The Wood-Chipper Episode and Avian Flu Epidemics: What’s The Connection?

“United Poultry Concerns is demanding my expulsion from the AVMA Animal Welfare Committee position. Their own Web site demonstrates how they are advancing their agenda by attempting to connect this atrocity to AVMA's position on induced molting. I am nothing more than a poster child under attack.”
“Cutler speaks out on his own behalf,” DVM Newsmagazine, January 2004
Photo By: AP
In Indonesia, chickens are burned alive to destroy avian influenza
In Indonesia, chickens are burned alive to destroy avian influenza

The January issues of Veterinary Practice News and DVM Newsmagazine stress the leadership of United Poultry Concerns in demanding the removal of Dr. Gregg Cutler from the animal welfare committee of the American Veterinary Medical Association (AVMA). Cutler authorized the Ward egg ranch, in California, to throw tens of thousands of unwanted live hens into wood-chipping machinery last February.
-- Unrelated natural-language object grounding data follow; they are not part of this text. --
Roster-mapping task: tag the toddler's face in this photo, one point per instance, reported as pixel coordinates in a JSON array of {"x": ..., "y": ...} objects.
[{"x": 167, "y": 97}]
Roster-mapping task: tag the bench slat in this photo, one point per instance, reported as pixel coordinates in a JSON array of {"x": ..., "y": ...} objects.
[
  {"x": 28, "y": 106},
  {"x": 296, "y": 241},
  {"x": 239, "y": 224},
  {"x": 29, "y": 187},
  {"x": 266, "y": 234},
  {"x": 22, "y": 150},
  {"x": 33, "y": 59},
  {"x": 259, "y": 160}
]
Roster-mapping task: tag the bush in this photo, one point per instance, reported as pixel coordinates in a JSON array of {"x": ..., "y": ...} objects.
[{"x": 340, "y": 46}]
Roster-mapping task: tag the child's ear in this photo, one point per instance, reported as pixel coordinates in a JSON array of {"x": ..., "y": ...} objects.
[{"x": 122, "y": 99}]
Cutler did not act alone but was part of a team of veterinarians, poultry producers, and government officials that recommended the procedure in a written guideline for dealing with avian influenza outbreaks. It included the disposal of live "spent hens" in wood chippers - "A large chipper can be rented and set up to discharge directly into a loader bucket or other container. Death is instant and humane."

UPC targeted Cutler because, in addition to authorizing the wood-chipper killings, he represents poultry on the AVMA's animal welfare committee, where he supports inhumane practices such as forced molting. He epitomizes what is wrong with the AVMA, which, instead of leading the effort to improve the lives of chickens and other farmed animals, blocks every effort to improve their lives, while calling itself, ironically, "the leading voice for humane and proper care of animals."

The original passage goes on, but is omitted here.